TemitOpe Ibrahim said: “Intimacy with GOD is most exhilarating, most amazing, most exciting and most rewarding of all.”
And all this was going on inside them. It was entirely, satisfyingly, personal. The apostle John described it as an experience: “which we have heard, which we have seen with our eyes, which we have looked at and our hands have touched—this we proclaim concerning the Word of life. The life appeared; we have seen it and testify to it, and we proclaim to you the eternal life, which was with the Father and has appeared to us. ” (1 John 1: 1-2).
Us! We have seen and known God ourselves!

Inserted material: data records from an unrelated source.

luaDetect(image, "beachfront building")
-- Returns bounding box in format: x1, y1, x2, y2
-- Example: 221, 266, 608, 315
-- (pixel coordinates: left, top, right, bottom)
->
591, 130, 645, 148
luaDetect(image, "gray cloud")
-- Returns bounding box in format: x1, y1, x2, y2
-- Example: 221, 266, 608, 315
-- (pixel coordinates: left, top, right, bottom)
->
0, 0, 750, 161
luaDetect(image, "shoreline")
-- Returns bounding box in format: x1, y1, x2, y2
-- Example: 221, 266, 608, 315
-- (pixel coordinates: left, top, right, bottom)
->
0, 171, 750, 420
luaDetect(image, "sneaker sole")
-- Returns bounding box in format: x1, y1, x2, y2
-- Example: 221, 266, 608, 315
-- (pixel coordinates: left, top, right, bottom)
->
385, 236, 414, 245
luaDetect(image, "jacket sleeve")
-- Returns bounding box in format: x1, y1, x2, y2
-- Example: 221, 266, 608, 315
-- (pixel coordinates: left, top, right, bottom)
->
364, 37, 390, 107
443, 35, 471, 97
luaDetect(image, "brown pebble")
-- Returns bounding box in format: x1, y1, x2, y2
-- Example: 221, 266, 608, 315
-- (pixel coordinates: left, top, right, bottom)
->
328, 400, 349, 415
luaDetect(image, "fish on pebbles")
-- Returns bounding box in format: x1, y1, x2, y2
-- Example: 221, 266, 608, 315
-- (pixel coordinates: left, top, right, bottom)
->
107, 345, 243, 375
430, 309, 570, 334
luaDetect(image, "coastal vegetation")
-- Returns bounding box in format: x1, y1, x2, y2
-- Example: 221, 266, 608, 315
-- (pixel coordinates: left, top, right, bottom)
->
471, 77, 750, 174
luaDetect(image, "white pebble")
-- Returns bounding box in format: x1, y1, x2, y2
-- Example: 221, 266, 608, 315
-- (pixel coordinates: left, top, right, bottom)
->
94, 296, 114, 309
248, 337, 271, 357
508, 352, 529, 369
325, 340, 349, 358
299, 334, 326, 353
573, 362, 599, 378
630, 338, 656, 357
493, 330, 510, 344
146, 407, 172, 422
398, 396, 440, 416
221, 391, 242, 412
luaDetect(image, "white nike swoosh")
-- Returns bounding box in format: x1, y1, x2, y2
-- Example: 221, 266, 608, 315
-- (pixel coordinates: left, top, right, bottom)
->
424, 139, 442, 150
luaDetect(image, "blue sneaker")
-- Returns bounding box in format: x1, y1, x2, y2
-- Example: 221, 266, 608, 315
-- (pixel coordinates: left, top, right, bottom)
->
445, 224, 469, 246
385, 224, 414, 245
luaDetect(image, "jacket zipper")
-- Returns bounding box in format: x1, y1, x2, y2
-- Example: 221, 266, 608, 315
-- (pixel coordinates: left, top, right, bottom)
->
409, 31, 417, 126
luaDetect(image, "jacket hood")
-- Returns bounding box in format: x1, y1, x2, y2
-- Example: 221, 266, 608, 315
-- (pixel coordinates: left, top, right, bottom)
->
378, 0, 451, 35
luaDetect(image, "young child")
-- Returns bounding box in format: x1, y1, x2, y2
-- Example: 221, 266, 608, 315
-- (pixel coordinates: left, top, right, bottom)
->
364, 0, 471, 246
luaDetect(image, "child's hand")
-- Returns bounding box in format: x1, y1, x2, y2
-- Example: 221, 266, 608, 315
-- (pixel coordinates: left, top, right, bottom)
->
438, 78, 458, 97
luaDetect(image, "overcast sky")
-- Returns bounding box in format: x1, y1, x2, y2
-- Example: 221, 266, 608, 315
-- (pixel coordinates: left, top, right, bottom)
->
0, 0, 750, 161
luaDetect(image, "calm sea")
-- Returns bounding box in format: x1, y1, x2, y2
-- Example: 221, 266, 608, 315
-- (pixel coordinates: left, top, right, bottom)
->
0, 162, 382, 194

But there was something else. It was seeing what God was doing in the world and being part of it. God had “opened a door of faith to the Gentiles” and they were seeing outsiders flooding into relationship with Israel’s God. It was thrilling and brand new. It was something astonishing and it was happening in front of them. Paul understood it through the prophet Habakkuk 1:5: “I am going to do something in your days that you would never believe, even if someone told you.” They could barely believe it themselves and they couldn’t contain the excitement of seeing God in action.
Do you recall that moment when Elizabeth met Mary? These two pregnant women who had experienced God in powerful action in the most intimate, personal way, meet, and, as Luke records: “When Elizabeth heard Mary’s greeting, the baby leaped in her womb, and Elizabeth was filled with the Holy Spirit.” (Luke 1: 41) The door of faith had been opened, you see. Both Elizabeth and Mary had experienced God just like John did, or the young believers in the passage above. And, they had also experienced that sense that this completely personal experience was part of God’s moving in the world in redemptive power.
It was like that Narnia moment, hearing the words: “Aslan is on the move!”
And the baby kicked ! Israelmore Ayivor said, “When you are happy for other people’s dreams, your dreams start jumping up with joy. Elizabeth was happy with Mary and her dream baby was jumping in her womb crazily for joy!”
When that “door of faith” opens, then you are invited into a larger place. It’s what a friend of mine calls “the possibility arena.” God is moving -and anything is possible! Paul referred to the “door of faith” in a wonderful passage in Romans 5:2 to which I constantly return: “We have gained access by faith into this grace in which we now stand. And we boast in the hope of the glory of God. ”
The door has been opened and we have gained access, and the baby of promise is kicking within us in sheer pleasure at what God is about to do. It’s all about us and it’s all about Him simultaneously . As John Piper put it, memorably: “God Is Most Glorified in Us When We Are Most Satisfied in Him.”